AMD CEO Lisa Su unveils the AMD vision for Advancing Al.

Courtesy: AMD

Shares of Advanced Micro Devices rose nearly 9% on Monday after analysts at Piper Sandler lifted their price target on the stock on optimism about the chipmaker’s latest product announcement.

The analysts said they see a snapback for AMD’s graphics processing units, or GPUs, in the fourth quarter. That’s when they expect the chipmaker to be through the bulk of the $800 million in charges that AMD said it would incur as a result of a new U.S. license requirement that applies to exports of semiconductors to China and other countries. 

Last week, AMD revealed its next-generation artificial intelligence chips, the Instinct MI400 series. Notably, the company unveiled a full-server rack called Helios that enables thousands of the chips to be tied together.
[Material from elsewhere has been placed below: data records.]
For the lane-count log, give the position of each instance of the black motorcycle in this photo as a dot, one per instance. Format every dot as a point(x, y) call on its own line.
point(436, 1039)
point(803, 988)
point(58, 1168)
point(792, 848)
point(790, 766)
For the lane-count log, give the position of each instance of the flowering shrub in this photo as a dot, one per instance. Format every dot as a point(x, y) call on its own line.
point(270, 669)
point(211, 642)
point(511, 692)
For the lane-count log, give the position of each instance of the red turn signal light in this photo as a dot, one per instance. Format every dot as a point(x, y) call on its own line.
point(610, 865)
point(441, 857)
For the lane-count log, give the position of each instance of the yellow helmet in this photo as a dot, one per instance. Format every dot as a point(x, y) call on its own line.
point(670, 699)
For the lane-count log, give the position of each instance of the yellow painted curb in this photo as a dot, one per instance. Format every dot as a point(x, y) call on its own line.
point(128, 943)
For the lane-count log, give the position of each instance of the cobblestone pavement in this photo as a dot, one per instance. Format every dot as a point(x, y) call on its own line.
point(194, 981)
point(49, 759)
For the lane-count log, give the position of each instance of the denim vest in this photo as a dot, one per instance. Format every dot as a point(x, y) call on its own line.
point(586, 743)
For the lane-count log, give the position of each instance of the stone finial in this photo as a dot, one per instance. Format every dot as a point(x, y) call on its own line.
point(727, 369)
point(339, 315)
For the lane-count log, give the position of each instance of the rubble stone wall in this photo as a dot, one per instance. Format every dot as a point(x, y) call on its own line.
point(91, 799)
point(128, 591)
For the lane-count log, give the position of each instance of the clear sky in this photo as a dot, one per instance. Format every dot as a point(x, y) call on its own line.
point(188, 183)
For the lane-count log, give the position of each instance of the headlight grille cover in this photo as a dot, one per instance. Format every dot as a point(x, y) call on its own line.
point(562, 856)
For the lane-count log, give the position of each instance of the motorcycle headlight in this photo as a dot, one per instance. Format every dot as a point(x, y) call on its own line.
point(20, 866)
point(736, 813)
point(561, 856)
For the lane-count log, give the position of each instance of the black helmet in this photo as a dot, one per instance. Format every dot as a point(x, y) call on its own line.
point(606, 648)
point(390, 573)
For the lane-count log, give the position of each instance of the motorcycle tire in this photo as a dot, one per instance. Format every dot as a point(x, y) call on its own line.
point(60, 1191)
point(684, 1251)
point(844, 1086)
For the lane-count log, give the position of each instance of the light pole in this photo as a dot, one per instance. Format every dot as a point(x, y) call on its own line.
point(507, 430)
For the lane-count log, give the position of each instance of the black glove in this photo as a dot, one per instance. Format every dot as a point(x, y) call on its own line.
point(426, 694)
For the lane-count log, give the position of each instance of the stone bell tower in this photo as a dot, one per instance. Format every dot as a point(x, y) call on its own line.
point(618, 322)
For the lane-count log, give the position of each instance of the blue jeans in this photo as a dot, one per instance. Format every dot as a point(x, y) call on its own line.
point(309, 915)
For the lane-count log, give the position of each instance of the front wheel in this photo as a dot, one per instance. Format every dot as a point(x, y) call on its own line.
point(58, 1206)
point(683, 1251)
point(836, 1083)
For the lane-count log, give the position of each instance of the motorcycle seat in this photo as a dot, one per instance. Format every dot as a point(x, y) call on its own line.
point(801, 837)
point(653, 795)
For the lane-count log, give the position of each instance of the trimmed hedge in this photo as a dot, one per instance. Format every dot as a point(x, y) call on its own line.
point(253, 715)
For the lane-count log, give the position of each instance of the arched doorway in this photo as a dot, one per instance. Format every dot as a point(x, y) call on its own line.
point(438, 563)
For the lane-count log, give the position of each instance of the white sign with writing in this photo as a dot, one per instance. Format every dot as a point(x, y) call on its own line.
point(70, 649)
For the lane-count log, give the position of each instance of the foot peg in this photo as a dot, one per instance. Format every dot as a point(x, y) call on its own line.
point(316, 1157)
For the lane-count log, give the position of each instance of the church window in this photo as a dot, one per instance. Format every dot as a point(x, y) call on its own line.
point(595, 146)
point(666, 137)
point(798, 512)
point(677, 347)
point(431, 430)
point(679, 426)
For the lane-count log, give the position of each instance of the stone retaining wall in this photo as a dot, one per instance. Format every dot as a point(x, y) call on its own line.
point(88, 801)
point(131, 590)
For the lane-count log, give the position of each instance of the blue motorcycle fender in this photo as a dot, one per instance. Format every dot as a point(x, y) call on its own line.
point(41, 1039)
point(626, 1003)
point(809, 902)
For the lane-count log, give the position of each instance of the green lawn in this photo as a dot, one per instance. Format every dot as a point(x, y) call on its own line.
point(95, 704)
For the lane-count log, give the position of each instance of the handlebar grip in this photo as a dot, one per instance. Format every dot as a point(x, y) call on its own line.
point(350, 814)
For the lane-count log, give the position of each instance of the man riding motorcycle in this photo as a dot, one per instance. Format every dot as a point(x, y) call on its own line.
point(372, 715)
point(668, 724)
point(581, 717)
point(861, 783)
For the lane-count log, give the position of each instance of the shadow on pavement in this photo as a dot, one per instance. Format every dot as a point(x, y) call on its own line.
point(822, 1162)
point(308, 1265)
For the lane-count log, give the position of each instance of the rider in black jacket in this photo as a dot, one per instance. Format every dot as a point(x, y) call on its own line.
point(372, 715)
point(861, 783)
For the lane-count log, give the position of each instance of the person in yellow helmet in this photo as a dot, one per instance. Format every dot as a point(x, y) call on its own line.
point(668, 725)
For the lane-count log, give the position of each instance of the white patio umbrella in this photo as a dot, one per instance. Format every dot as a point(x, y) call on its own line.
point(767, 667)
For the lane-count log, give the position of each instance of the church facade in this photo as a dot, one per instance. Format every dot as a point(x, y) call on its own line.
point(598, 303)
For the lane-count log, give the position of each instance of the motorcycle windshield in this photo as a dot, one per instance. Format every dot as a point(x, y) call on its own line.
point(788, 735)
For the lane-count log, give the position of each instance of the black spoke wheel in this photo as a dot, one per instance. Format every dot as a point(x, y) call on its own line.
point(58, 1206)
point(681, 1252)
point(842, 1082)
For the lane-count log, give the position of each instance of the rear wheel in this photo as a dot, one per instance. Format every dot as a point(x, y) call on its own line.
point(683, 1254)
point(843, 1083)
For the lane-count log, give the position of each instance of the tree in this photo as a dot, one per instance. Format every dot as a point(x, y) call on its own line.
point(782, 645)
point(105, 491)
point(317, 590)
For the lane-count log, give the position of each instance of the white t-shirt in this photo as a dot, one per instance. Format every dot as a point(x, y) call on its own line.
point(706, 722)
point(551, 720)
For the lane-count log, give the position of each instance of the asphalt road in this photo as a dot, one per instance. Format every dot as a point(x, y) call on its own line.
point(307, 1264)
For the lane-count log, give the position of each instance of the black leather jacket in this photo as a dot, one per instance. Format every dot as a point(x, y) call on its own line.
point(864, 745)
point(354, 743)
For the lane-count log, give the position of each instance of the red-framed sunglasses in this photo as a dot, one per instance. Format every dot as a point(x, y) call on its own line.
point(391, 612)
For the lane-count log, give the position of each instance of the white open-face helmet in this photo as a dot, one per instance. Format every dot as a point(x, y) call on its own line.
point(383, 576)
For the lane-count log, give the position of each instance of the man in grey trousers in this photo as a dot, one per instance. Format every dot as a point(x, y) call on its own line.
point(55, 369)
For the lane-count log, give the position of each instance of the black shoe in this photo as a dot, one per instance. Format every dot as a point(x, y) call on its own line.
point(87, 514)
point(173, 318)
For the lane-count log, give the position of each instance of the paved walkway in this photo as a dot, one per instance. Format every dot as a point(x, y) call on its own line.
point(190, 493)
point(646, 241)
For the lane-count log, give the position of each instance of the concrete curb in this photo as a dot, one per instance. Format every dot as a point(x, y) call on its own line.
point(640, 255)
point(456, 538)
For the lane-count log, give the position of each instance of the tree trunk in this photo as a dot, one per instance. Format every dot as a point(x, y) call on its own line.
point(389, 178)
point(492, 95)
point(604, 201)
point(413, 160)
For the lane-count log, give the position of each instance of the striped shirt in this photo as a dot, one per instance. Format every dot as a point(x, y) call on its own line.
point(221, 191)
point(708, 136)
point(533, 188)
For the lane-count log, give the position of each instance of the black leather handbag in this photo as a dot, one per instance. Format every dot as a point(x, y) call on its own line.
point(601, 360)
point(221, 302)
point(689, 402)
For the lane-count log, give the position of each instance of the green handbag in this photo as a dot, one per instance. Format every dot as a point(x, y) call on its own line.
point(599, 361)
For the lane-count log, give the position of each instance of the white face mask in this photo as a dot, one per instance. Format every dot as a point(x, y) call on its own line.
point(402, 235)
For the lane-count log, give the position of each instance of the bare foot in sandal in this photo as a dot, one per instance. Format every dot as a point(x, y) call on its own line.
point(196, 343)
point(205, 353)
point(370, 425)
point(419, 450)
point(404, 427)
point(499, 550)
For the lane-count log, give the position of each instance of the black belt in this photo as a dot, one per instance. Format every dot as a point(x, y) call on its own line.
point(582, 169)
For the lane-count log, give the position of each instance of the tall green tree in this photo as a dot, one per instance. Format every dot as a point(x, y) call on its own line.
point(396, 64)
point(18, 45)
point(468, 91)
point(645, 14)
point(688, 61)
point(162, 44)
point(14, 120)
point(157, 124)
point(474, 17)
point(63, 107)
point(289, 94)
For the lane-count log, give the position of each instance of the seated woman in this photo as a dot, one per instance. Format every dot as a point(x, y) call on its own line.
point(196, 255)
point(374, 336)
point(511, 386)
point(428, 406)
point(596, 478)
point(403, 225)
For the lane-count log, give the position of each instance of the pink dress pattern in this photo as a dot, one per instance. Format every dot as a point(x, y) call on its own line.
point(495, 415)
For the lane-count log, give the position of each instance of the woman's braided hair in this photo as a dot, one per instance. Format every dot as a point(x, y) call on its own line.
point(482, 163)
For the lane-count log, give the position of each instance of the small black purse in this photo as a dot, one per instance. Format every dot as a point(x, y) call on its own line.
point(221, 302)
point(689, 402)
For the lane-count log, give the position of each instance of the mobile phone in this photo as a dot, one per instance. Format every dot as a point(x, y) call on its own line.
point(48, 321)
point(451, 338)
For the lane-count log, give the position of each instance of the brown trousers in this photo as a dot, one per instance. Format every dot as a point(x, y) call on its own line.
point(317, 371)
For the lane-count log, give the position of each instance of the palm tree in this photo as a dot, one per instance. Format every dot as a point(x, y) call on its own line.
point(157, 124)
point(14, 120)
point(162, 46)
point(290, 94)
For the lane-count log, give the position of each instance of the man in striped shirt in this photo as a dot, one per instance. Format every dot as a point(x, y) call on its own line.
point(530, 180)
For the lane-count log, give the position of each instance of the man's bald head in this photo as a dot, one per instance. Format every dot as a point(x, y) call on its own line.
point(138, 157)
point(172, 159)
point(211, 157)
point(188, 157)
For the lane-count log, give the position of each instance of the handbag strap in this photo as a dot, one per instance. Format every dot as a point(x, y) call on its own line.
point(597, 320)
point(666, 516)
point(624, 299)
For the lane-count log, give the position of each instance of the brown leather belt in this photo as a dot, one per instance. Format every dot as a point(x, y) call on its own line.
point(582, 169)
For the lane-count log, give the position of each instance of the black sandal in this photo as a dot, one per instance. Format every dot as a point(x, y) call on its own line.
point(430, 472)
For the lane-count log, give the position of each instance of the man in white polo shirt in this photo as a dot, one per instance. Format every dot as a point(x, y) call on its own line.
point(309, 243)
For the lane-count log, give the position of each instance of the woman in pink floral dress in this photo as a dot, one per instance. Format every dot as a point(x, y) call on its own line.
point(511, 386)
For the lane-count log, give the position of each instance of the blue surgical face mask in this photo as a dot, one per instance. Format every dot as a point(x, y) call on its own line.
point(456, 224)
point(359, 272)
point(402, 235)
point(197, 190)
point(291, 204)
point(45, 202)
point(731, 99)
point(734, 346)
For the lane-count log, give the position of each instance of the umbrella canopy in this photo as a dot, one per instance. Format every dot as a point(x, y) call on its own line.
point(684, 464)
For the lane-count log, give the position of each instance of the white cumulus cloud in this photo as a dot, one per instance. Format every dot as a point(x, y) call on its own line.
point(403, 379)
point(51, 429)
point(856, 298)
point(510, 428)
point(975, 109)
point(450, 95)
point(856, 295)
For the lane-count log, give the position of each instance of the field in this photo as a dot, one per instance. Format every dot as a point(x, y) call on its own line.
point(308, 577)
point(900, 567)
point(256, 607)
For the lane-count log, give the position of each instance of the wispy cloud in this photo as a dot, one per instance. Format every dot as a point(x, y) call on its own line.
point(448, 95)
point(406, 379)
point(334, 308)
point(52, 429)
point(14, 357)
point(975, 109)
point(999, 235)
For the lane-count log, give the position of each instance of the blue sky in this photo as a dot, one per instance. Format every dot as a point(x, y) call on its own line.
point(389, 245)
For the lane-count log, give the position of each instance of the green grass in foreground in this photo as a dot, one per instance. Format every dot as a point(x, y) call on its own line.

That chip system is expected to be important for AI customers such as cloud companies and developers of large language models. 

AMD CEO Lisa Su showed the products on stage at an event in San Jose, California, alongside OpenAI CEO Sam Altman, who said they sounded “totally crazy.”

“Overall, we are enthused with the product launches at the AMD event this week, specifically the Helios rack, which we think is pivotal for AMD Instinct growth,” the analysts wrote in their note. 

Piper Sandler raised its price target for AMD’s share price from $125 to $140.

The stock jumped past $126 on Monday to close at its highest level since Jan. 7, before President Donald Trump announced sweeping new tariffs and AMD warned of the chip control charges.